8 Replies Latest reply on Jun 13, 2011 9:21 AM by kcbabo

    Plans for clustering and load balancing support

    mvecera

      Hello,

       

      I wonder what are basic plans for $subject in SwitchYard?

       

      Let's consider the following example:

      I have two services (ServiceA and ServiceB) both deployed on several SwitchYard instances in a cluster.

      ServiceA calls ServiceB.

      How could I configure ServiceA to call ServiceB on any node in the cluster depending on their load?

       

      Thanks,

      Martin

        • 1. Re: Plans for clustering and load balancing support
          kcbabo

          Hey Martin,

           

          Clustering will be achieved through a bus provider which can be distributed (e.g. HornetQ) and a federated runtime registry which associates services with the instances in which they run.  From an end-user configuration standpoint, both of these details should be transparent.  If you setup a cluster of SwitchYard instances, you should not have to write code which selects a specific instance of a service.  If an instance is unavailable, the addressing handler will not send messages to it.  In theory, we could enhance the addressing logic to factor in load metrics and other data, but it's not something we've tackled yet.  Do you have a specific use case in mind?

           

          cheers,

          keith

          • 2. Re: Plans for clustering and load balancing support
            ldimaggio

            So, in a 12-node cluster, if Service A calls Service B - and the addressing handler determines that Service B should be called on node #12, as nodes 1-11 are busier (CPU, network load, disk IO, or other defined load metrics) than node 12?

             

            I'm guessing that the use case would be used to maximize the *total* throughput across the whole cluster - and maybe to be able to monitor the entire cluster by watching any one node?

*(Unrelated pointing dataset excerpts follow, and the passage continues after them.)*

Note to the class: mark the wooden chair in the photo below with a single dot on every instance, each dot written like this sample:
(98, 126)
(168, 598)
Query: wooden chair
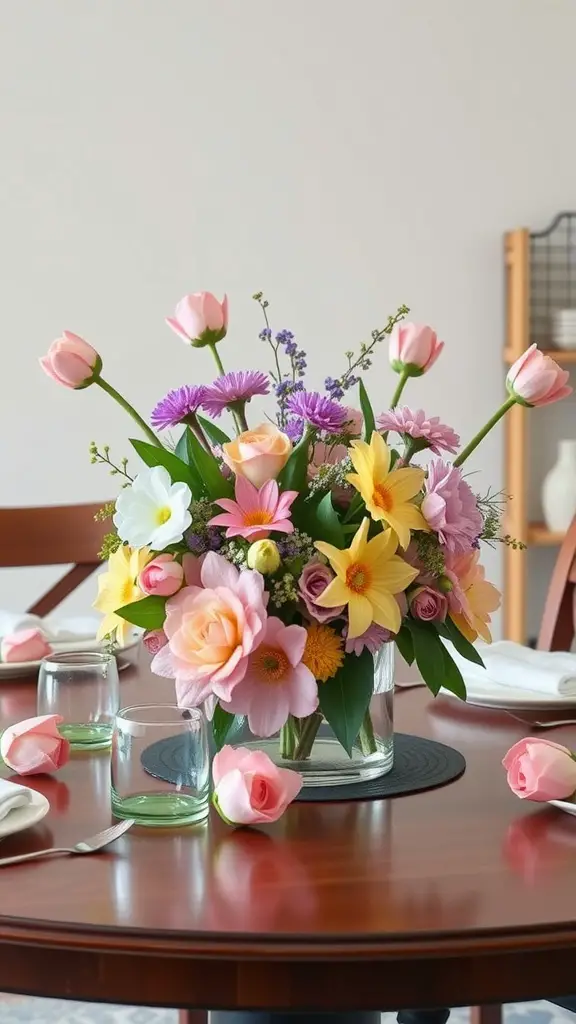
(52, 536)
(559, 621)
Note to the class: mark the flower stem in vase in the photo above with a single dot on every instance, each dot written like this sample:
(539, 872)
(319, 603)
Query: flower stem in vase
(366, 737)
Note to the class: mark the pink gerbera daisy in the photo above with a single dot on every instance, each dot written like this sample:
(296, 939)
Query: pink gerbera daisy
(277, 683)
(255, 511)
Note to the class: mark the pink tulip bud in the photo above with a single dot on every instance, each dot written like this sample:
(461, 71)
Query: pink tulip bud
(413, 348)
(200, 318)
(163, 577)
(25, 645)
(541, 770)
(35, 745)
(249, 788)
(72, 361)
(536, 380)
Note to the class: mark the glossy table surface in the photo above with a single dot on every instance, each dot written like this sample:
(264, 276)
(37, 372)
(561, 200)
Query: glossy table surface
(451, 884)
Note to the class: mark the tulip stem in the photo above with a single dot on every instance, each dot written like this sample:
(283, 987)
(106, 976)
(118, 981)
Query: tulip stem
(128, 409)
(510, 400)
(400, 388)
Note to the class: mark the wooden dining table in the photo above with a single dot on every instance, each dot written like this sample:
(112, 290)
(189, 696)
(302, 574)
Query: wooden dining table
(459, 895)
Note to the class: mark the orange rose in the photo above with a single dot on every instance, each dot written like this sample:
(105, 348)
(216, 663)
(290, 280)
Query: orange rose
(258, 455)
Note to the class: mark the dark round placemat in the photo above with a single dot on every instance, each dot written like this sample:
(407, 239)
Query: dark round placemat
(418, 764)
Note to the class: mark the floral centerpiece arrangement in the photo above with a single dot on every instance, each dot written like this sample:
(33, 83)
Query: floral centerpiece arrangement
(275, 567)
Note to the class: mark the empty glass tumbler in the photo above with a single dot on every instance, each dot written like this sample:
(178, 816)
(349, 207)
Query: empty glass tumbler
(160, 766)
(84, 689)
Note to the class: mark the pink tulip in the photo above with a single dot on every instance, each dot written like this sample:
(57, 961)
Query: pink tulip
(25, 645)
(163, 577)
(200, 318)
(249, 788)
(536, 380)
(72, 361)
(413, 348)
(35, 745)
(541, 770)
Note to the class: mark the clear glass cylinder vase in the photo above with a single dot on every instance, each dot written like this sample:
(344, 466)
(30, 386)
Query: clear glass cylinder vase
(310, 747)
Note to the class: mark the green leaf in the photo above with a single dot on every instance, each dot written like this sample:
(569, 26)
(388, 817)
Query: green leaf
(453, 677)
(367, 412)
(428, 652)
(405, 644)
(293, 476)
(214, 433)
(463, 646)
(345, 697)
(154, 456)
(150, 612)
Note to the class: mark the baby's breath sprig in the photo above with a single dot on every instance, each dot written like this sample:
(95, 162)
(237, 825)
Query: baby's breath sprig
(104, 459)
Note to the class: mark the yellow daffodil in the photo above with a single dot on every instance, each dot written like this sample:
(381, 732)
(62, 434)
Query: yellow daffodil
(368, 574)
(387, 494)
(118, 587)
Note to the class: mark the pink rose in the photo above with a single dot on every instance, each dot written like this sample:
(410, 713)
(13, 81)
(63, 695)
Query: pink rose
(212, 630)
(541, 770)
(249, 788)
(163, 577)
(155, 640)
(258, 455)
(536, 380)
(35, 745)
(428, 604)
(413, 347)
(314, 581)
(200, 318)
(25, 645)
(72, 361)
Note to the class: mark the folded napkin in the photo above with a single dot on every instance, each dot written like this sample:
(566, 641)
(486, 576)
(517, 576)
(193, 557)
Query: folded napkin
(509, 664)
(12, 796)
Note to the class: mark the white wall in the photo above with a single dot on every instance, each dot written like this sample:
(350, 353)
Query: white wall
(343, 157)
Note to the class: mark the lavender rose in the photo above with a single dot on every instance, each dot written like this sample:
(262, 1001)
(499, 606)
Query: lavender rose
(428, 604)
(314, 581)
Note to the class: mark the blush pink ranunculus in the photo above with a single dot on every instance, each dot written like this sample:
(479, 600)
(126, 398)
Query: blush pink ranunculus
(35, 745)
(258, 455)
(163, 577)
(211, 631)
(249, 788)
(536, 380)
(72, 361)
(538, 769)
(200, 318)
(276, 683)
(413, 347)
(25, 645)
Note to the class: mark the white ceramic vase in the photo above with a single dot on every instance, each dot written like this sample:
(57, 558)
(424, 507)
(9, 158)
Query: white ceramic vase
(559, 488)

            • 3. Re: Plans for clustering and load balancing support
              kcbabo

              Personally, I think the determination of which node is best suited for a request is a really challenging problem.  Anything beyond the most basic metrics (e.g. size of work queue) can turn out to be a mess.  For example, how do we weight any given metric against the others.   Network speed, CPU utilization, disk I/O, memory utilization, and response time are the typical bounds and even with these it could be a dog's breakfast.   The way I was hoping to approach this is more of a multi-step deal:

               

              1) Allow for clustering in the first place. :-)

              2) Collect appropriate work metrics for service instances and make them available.

              3) Create an extensible/pluggable mechanism for determining which node a message is routed to.

              4) Fine tune default load balancing policy to take into account load metrics.

               

              Does that seem reasonable?

              • 4. Re: Plans for clustering and load balancing support
                ldimaggio

                Sounds sane to me.   ;-)

                 

                Seriously - step 3 is an important idea - as people will always have their own (heavily customized) approaches to handling this.

                • 5. Re: Plans for clustering and load balancing support
                  mvecera

                  Hello Keith,

                   

                  thanks for your reply. So the clustering abilities will rely on a bus provider? What about service with WS interface? Of course I could ask UDDI to give me an endpoint from the cluster, but it cannot decide based on any metrics (not even message queue size)... Or am I missing anything here?

                   

                  Thanks,

                  Martin

                  • 6. Re: Plans for clustering and load balancing support
                    kcbabo

                    Sorry, I thought you were referring to the clustering available directly in the ESB.  External load balancing options are always available (e.g. mod-cluster for SOAP/HTTP) and we need to make sure we integrate well.  Also, we will have several bus providers that allow for various delivery policies (remotable, transactional, by-reference, etc.), so it's best not to think about the bus provider as a specific technology like HornetQ.  Sorry for giving that impression earlier.

                     

                    We will not be using UDDI as a runtime registry as is the case with JBoss ESB.  Our runtime registry contains the actual runtime state of services in the cluster and will be able to store (or correlate with) service metadata and metrics.

                    • 7. Re: Plans for clustering and load balancing support
                      mvecera

                      Actually, I wanted to ask both questions. Thanks for your clarification.

                       

                      What registry do you plan to use? What about WS endpoints? What about 3rd party registries integration?

                      • 8. Re: Plans for clustering and load balancing support
                        kcbabo

                        The registry question boils down to two basic use cases:

                         

                        1) A runtime registry which reflects the current state of the services available in the ESB.

                        2) A publication registry which allows the address of a service to be advertised and queried by external consumers.

                         

                        These are two distinct use cases with two different registries.  The runtime registry is internal only - users will not interact with it directly at all.  The publication registry will most likely be a blend of UDDI and a service repository.  The user will interact with this registry and will choose which services are published in it.  The runtime state of the service is not a material detail to the publication registry.

                         

                        I see no reason why we should not continue to support publication of services to third-party registries for the second use case.